To thrive, said Tedesco, teens must be resilient and able to handle challenges. “Tell them that bouncing back is more important than not messing up,” she said. “Give them a message of hope that things will get better, and tell them failure can be an opportunity for growth.”

She said parents should examine their own attitudes about failure. “Parents must provide an unconditionally loving bond,” said Tedesco. “It’s a critical, protective factor in their mental health. And ask open-ended questions about their goals and values, and listen to their answers.”

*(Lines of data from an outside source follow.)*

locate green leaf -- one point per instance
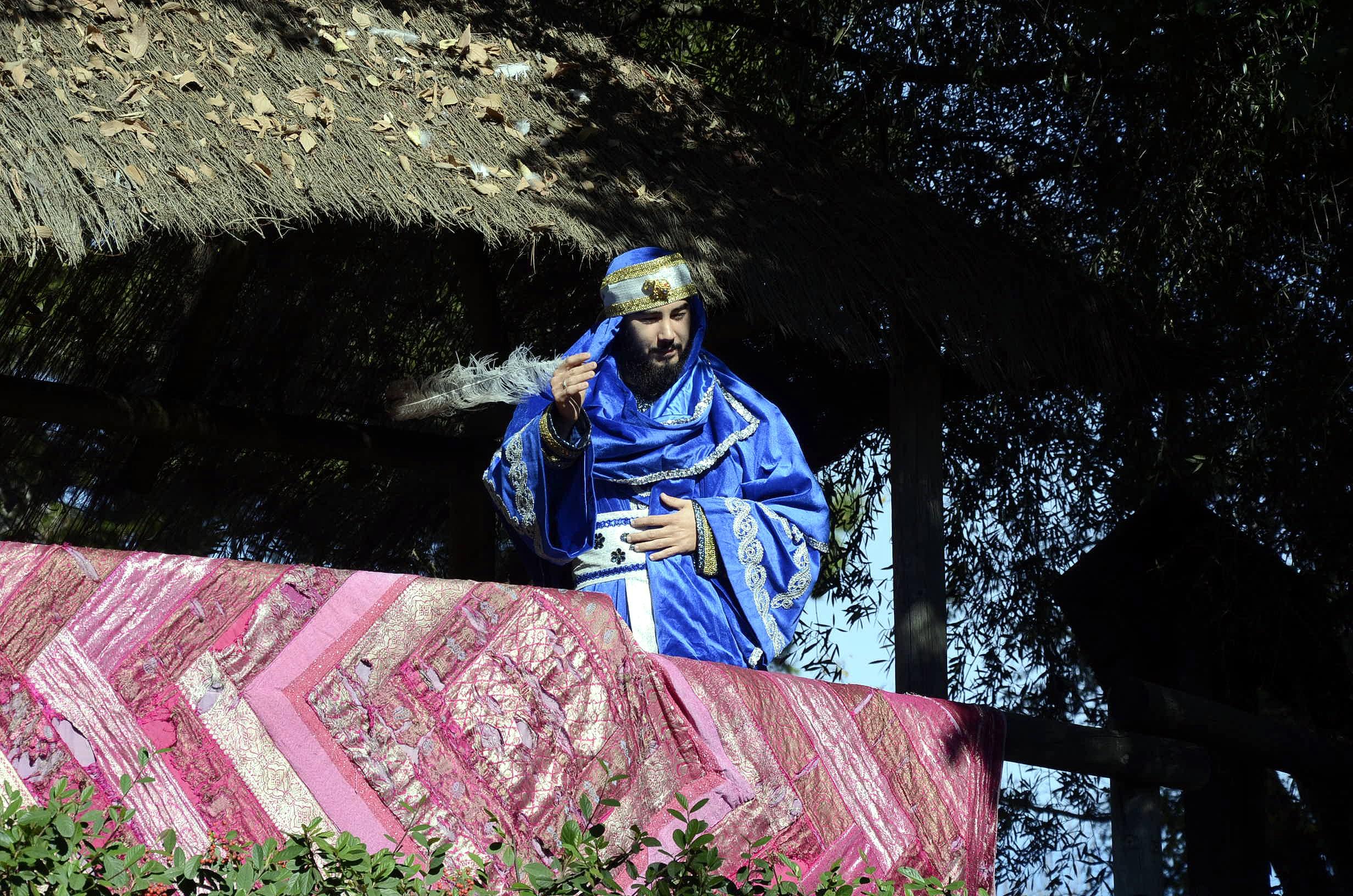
(538, 875)
(65, 826)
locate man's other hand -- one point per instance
(569, 386)
(669, 534)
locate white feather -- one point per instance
(480, 380)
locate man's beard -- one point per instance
(647, 377)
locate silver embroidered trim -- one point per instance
(705, 401)
(521, 515)
(803, 563)
(715, 457)
(750, 554)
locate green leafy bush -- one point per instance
(71, 849)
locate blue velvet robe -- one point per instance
(712, 439)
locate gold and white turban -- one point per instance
(646, 286)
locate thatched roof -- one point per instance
(121, 118)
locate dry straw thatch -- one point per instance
(198, 117)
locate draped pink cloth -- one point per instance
(378, 702)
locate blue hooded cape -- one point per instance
(712, 439)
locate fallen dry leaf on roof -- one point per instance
(137, 40)
(179, 7)
(554, 68)
(18, 72)
(339, 44)
(258, 165)
(133, 91)
(76, 160)
(490, 107)
(240, 44)
(261, 105)
(304, 95)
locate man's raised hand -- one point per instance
(569, 386)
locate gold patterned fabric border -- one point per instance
(647, 286)
(643, 270)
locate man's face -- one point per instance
(652, 348)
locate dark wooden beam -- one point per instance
(1137, 815)
(172, 420)
(1259, 741)
(916, 428)
(1112, 754)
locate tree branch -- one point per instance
(911, 72)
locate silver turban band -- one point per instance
(646, 286)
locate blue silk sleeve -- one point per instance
(770, 537)
(547, 500)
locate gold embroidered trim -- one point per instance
(559, 452)
(645, 304)
(643, 270)
(707, 550)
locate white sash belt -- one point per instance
(611, 559)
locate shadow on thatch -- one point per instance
(261, 117)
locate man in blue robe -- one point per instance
(655, 475)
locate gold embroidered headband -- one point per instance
(646, 286)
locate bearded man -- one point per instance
(655, 475)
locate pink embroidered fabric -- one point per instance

Teenagers should be given increasing freedoms and responsibilities, she said, but they should also be responsible for their own successes and failures. “Avoid micro-managing and over-parenting, and encourage identity development,” said Tedesco. “Parents need to value psychological health as much as academic and extracurricular achievement. We really have to ask ourselves what really matters to us for our kids’ long-term happiness and success.”

She also told parents to “teach kids there are multiple paths to a successful adulthood. Character traits related to happiness and success include resilience, self-control, curiosity, enthusiasm, zest, self-efficacy and gratitude.” Bottom line, said Tedesco, “It’s not what your teen accomplishes that matters, but who they are.”